Michelle Lopez-Rios, dialect coach:
I distinguish the two by language origin. For example, American English is spoken with NY Dialects, Southern Dialects, Midwest Dialects, etc. However, when an American speaks French they speak it with an American Accent. So Dialects are the regional sounds of a language and Accents are the influence of the speaker's original language when speaking a different language.

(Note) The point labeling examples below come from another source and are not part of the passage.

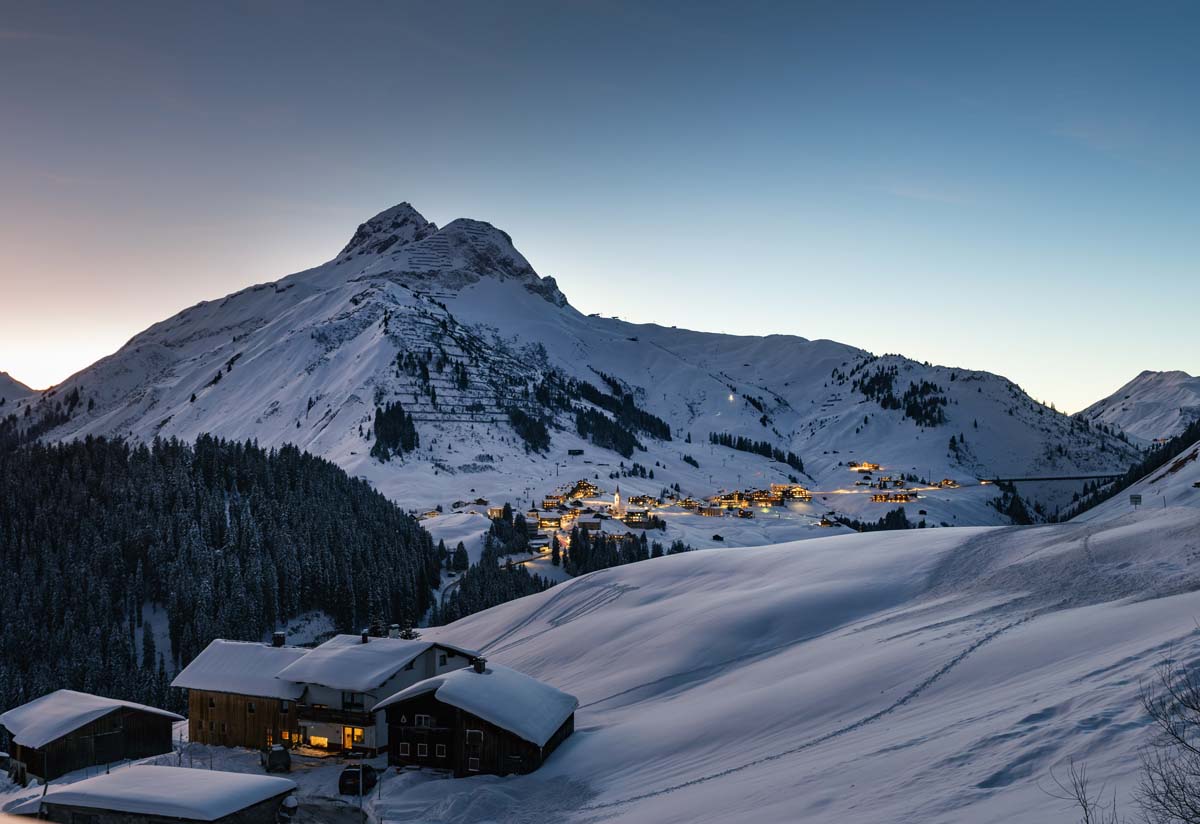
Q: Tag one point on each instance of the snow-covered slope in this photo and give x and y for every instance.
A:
(455, 324)
(933, 675)
(12, 389)
(1155, 404)
(1176, 483)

MC: How do you encourage actors to approach learning a dialect?
ML-R: Everyone learns differently, I try to do what is most comfortable for the actor. I like to give the actors authentic samples of the dialect as early as possible so that they can have time to listen to the speech pattern, sound changes, and sound placement. I give them a sheet of typical sound changes and tips for executing the dialect. If the dialect is new to the actor or if it is a difficult dialect we usually meet one on one before rehearsals even begin. I encourage actors to listen, listen, listen to as many sources as possible (TV, film, youtube, websites) and then practice, practice, practice in the dialect. I usually visit rehearsals about once a week to take notes on dialect and voice work.

MC: In DUET FOR ONE, where both characters speak with different dialects, how did you prepare yourself as dialect coach to assist both actors?
ML-R: The dialects are only a piece of the puzzle. The sounds we make (our dialects) are influenced by language, class, education, family, society, personality, age, career, race, and many other factors. I take all of the clues from the script and work with the director to help the actors find the character's voice. The specificity of that voicework coupled with the listening, listening, listening, and practicing, practicing, practicing is usually enough to keep the actors in their own dialect.

MC: Is there a dialect now that, even after your years of training, is still challenging for you to learn?
ML-R: Australian was a nice challenge in THE SUM OF US (at MCT in 2009). I think the challenge isn't so much about learning a new dialect, the challenge is learning it well enough to teach it to someone else!

But wait...that's only 4 questions. Here's your chance reader. Ask your own question below as a comment. I'll pick the most thought-provoking question for Michelle to answer.


  1. Is there a particular performance or scene that comes to mind when you think of the worst accent imitation you've ever seen?

  2. Is there an actor who you see as a master at accents and dialects?